Servidores do Tribunal de Justiça do Estado de Sergipe (TJSE) realizaram na tarde dessa sexta, 2, um “Bananaço”, no Calçadão da João Pessoa, no Centro de Aracaju. O objetivo foi expor à população benefícios de juízes e cargos em comissão no Poder Judiciário Estadual.
A intervenção faz parte da campanha salarial dos servidores do tribunal que tem como mote “No TJSE é assim: Benefícios para os Juízes e as Sobras para os Trabalhadores”. Com as regalias representadas por bananas e as sobras pelas cascas, os servidores denunciam que a crise prejudica apenas os trabalhadores, enquanto juízes continuam recebendo valores fartos. “Os servidores públicos de Sergipe, inclusive nós do Judiciário, amargam perdas salariais e não têm direito nem ao cumprimento do que está na lei. Mas essa realidade não é a mesma para todos. Para juízes parece que não existe crise, porque os pagamentos continuam fartos e muitos chegam até a ganhar mais do que o teto permitido na lei”, critica o coordenador de Relações Institucionais do Sindijus, Plínio Pugliesi.
Com um grande telão colocado no calçadão, já conhecido como Mamatômetro, o Sindijus expôs alguns dos gastos do TJSE que os servidores desaprovam. Contracheques que ultrapassam R$ 100 mil por mês, gastos de R$ 7 milhões com auxílio moradia, R$ 499 mil com auxílio alimentação retroativo e R$ 18 milhões com Parcela Autônoma de Equivalência são alguns dos valores gastos pelo TJSE com juízes somente neste ano.
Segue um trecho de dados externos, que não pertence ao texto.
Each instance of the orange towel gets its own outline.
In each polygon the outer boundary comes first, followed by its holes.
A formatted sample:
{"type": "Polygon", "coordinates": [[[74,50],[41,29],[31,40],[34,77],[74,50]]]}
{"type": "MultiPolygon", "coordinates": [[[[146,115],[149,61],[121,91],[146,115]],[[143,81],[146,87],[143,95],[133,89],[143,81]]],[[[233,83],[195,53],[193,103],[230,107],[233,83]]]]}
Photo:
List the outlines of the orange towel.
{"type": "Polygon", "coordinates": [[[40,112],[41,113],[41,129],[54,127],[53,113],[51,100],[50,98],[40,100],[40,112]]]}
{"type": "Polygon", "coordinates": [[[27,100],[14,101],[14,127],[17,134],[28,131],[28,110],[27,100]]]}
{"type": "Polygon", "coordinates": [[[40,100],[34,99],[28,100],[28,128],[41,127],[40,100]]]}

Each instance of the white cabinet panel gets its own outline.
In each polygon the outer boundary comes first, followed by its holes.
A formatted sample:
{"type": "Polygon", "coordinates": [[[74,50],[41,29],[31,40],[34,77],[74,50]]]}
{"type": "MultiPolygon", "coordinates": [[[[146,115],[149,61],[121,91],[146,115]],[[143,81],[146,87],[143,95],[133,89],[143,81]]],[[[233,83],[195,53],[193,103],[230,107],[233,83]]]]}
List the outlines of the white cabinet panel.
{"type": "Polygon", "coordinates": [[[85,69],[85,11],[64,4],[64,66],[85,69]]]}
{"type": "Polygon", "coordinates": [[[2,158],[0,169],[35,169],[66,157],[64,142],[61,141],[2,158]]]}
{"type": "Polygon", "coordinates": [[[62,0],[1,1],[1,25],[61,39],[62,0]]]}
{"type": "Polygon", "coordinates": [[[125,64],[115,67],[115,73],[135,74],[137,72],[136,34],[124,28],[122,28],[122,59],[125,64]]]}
O sindicato também mostrou que, no mês de novembro, 93% dos juízes de Sergipe receberam pagamentos acima do teto salarial estabelecido na Constituição Federal, que atualmente é R$ 33,7 mil.
Outra discordância dos servidores apresentada durante a manifestação diz respeito ao fechamento de fóruns. Desde o ano passado, a gestão do TJSE já determinou o fechamento de 25 fóruns no interior do Estado. “O Judiciário já é visto como distante por muitas pessoas. O fechamento dos fóruns é um retrocesso, pois dificulta ainda mais o acesso da população aos serviços judiciais. Não há como concordar que fóruns fechem as portas, quando alguns magistrados recebem, em apenas um mês, valores que muitas pessoas teriam que trabalhar e juntar a vida inteira para atingir essa soma e outras pessoas talvez nunca alcancem essas cifras”, contesta o dirigente do Sindijus.